Corbyn's EU speech at the 'Ministry of Truth'
George Orwell based the Ministry of Truth in his novel 1984 in Senate House at the University of London. That was, as the Labour leader joked as he got to his feet, the venue for Jeremy Corbyn's speech today.
The imaginary Ministry of Truth was where the fictional language Newspeak was created. It was designed to limit freedom of expression, anything that might challenge the Party wisdom.
In that tongue, the word truth was taken to mean: 2 + 2 = 5.
Far be it from me to suggest that Jeremy Corbyn has had to contort his own true views to keep the peace with his colleagues in Westminster, who are overwhelming backers of the EU.
But maybe it takes some rather untraditional arithmetic to add together Jeremy Corbyn's criticism of the EU over the years and conclude that he really and truly does support staying in.
Over the years he's said its policies are "crazy", not "moral", he's accused the EU of taking power away from Parliament, and he's voted against it on multiple occasions.
Mr Corbyn can't escape his previous views, and today said he wouldn't "recant". As Orwell wrote, "the past is a curious thing. It's with you all the time".
But confronting accusations that he has stayed too silent on the topic, Mr Corbyn has today given his clear backing to the campaign for Remain.
For Labour MPs who have doubted him, that is what matters. His speech today was though a summary of some of the subjects he cares passionately about and how the power of the EU might help, rather than a full-throated roar of support for the institution.
On the environment, on workers' rights, cracking down on tax avoiders - action taken by countries working together is more effective than working alone, he said.
He also tried out a new argument that was slightly more unusual - that leaving the EU would leave the UK in the clutches of Boris Johnson and Nigel Farage creating some kind of free-for-all for the free market, seeming to suggest that a Brexit would somehow make it more likely there would be Conservative governments in the future.
What could also be used by the Leave campaign was his contention that there has not been too much immigration from the EU.
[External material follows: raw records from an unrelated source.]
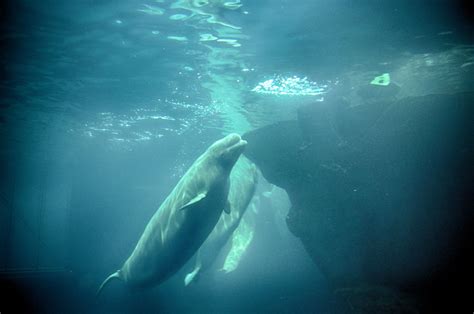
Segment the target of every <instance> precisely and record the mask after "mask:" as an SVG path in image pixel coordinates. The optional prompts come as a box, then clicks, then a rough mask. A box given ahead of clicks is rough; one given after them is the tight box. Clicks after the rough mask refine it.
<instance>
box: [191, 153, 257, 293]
mask: <svg viewBox="0 0 474 314" xmlns="http://www.w3.org/2000/svg"><path fill="white" fill-rule="evenodd" d="M257 181H258V171H257V168H256V166H255V165H254V164H253V163H252V162H251V161H250V160H249V159H247V158H246V157H245V156H242V157H240V159H239V161H237V163H236V164H235V167H234V169H233V170H232V172H231V174H230V190H229V197H228V199H229V205H230V208H231V211H230V214H229V215H228V214H226V213H222V214H221V217H220V218H219V221H218V222H217V224H216V226H215V227H214V229H213V230H212V232H211V234H209V236H208V237H207V239H206V241H204V243H203V244H202V246H201V247H200V248H199V250H198V252H197V254H196V260H195V266H194V269H193V271H192V272H190V273H188V274H187V275H186V277H185V279H184V284H185V285H186V286H187V285H189V284H190V283H191V282H194V281H197V279H198V278H199V275H200V274H201V273H203V272H205V271H207V270H209V269H210V268H211V267H212V265H213V264H214V263H215V261H216V260H217V257H218V255H219V254H220V252H221V251H222V250H223V248H224V246H225V245H226V243H227V242H228V241H229V239H230V238H231V237H232V234H233V233H234V231H235V230H236V229H237V227H238V226H239V223H240V221H241V219H242V216H243V215H244V213H245V211H246V210H247V207H249V203H250V201H251V200H252V197H253V196H254V193H255V189H256V186H257Z"/></svg>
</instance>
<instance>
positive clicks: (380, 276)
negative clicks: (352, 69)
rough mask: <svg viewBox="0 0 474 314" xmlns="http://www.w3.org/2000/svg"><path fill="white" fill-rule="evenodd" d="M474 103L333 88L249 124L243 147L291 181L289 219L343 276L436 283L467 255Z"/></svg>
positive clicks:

He told me: "I don't think too many have come. I think that the issue has to be of wages and regulation which I included in my speech and it's employers that try to undercut industry-wide agreements in the construction industry and others that are the problem."
There are plenty of Labour voters who wouldn't agree with that, plenty of constituencies where UKIP has nibbled away at the party's support. And for many members of the public, immigration from the EU is a big and real concern.
The importance of today though, is that Jeremy Corbyn has made this speech at all. As the party's leader it was, and will be, important in the next 10 weeks that he is on the record supporting the campaign to stay, and visibly doing so.
So far spats in the Conservative Party have dominated the conversations around our place in Europe. Labour might have lost the last election, but many of its nine million voters will look to the party for its position on the European Union.
And even though Mr Corbyn's support felt rather grudging, few of the high-profile figures are backing the institution with much affection.
Staying in is presented as the pragmatic, safer choice, rather than a source of pride and inspiration. He is not exactly alone in supporting the Remain campaign through slightly gritted teeth.
Perhaps that's one of the problems that in the coming weeks that the so-called Remainers would do well to address.